As for steel, prices have doubled in the last year for certain products, and the trend shows no sign of topping out anytime soon.
Michael Bury, famous for making a pile of money during the housing-market crash of 2006/2007, tweeted:
The tweet was deleted shortly after being posted on Feb. 19.
It is no surprise to us here at Midas Letter that the mainstream financial commentators are finally cluing into what we’ve been warning about for literally the last ten years.
As far back as 2011, we cautioned that quantitative easing would lead to both price and monetary inflation before escalating into a hyperinflationary state if left unchecked.
The moment we’ve all been waiting for has finally arrived. And as expected, mainstream news interprets this as a nascent phenomenon that is totally novel and unexpected.
But asset prices driven to exponentially higher prices since 2010 do a good job of attaining the complicity of the entire global investment community when it leads to a commensurate rise in net worth.
There is no objective questioning of the price/value correlation in conventional financial reporting: It is presented as a natural outcome of free and fair markets, and proof of the effectiveness of central bank policy.
No analysis of the plateauing of yields in fixed-income dependents is published as long as “inflation remains below our target of 2 percent”, as the Federal Reserve likes to parrot every month.
But the surging prices of basic commodities like copper, steel and lumber are the purest harbingers of runaway inflation possible. Most will ignore both the threat and the opportunity inherent in this phenomenon.

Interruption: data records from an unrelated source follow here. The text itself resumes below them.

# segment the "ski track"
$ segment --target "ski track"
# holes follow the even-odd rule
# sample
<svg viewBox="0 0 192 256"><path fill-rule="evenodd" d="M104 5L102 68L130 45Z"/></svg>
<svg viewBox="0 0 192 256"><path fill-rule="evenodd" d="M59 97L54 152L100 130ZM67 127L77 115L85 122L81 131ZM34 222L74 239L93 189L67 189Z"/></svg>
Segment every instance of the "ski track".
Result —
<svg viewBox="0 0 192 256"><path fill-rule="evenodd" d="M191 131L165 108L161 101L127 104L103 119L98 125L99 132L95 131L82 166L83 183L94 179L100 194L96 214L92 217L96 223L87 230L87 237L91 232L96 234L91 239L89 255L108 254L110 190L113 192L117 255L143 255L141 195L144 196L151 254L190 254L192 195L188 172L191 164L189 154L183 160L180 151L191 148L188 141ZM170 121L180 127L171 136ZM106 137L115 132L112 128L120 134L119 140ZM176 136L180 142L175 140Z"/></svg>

But getting exposure to these price moves — which appear to be long-trending as opposed to short-popping — is the opportunity to offset the damage of higher prices for everything.
Michael Burry’s invocation of the Weimar Republic’s hyperinflationary moment in time is apt, but will likely be perceived as some abstraction of history that is meaningless to a befuddled American populace mesmerized by virtual coins and space.
But runaway inflation will lead to diminished access to food for the lower and far greater membership of humanity, which will lead to escalating civil friction. And that is the precursor for civil conflict, which we caught a sneak peek of during the last four years.
Burry’s right to correlate wartime with hyper-inflation, as history demonstrates. But where he’s wrong is that inflation isn’t “coming”. It’s been here for 20 years. What is coming through, is hyperinflation.